Twenty-three peeling columns prove the eerie beauty of decay
Their cast iron capitals serving as antique pots for wild flora
Twenty-three rooms, the roof and walls are all long gone today
Its wooden heart was destroyed but not its majestic aura.

Windsor Ruins is shrouded by trees where cotton grew before
Its stucco columns are still full of slave bricks breaking out
It was built just in time to see the Old South ruined by war
The crust of civilization crumbles just like the facades we tout.

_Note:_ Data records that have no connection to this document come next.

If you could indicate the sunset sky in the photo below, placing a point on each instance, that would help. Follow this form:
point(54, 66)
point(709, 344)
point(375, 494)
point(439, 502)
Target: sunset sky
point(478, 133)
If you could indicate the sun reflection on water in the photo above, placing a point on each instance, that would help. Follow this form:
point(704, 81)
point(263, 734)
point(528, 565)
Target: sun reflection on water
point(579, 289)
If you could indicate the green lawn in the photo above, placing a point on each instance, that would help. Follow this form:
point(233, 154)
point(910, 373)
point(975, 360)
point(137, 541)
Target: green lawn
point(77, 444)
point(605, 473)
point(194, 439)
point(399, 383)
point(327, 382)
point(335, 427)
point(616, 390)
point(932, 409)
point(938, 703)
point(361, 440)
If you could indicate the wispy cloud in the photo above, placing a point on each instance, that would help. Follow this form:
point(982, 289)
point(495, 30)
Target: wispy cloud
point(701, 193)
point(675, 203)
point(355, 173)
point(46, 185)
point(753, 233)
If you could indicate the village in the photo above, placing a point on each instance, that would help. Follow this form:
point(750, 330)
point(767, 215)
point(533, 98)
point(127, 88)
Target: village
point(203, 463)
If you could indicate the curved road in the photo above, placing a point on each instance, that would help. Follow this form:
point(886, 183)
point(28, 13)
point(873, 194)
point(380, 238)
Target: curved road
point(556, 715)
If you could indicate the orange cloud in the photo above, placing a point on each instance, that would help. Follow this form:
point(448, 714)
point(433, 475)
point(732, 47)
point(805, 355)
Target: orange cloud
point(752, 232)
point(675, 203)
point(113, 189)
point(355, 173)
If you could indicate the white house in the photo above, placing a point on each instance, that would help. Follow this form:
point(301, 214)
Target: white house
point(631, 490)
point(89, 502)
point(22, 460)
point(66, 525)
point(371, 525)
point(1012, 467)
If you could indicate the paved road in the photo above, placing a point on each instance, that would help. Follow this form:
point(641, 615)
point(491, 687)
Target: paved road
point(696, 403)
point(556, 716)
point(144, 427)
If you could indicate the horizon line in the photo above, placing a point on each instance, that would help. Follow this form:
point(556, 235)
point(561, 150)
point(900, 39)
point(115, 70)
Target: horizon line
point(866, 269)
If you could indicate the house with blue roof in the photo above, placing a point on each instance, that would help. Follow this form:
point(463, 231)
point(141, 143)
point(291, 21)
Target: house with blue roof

A Yankee soldier was shot dead in the elegant front doorway
His ghost is sometimes seen walking up the missing staircase
Music and laughter can be heard as if from a spectral soiree
This encircling colonnade haunts us with history's embrace.

People get married here blissfully unaware of the incongruity
Photo ops of the lost grandeur are worth a falling brick or two
Ignore the warning signs and fence, let the kids climb freely
Should litter ruin the view, it'll quickly be covered up by kudzu.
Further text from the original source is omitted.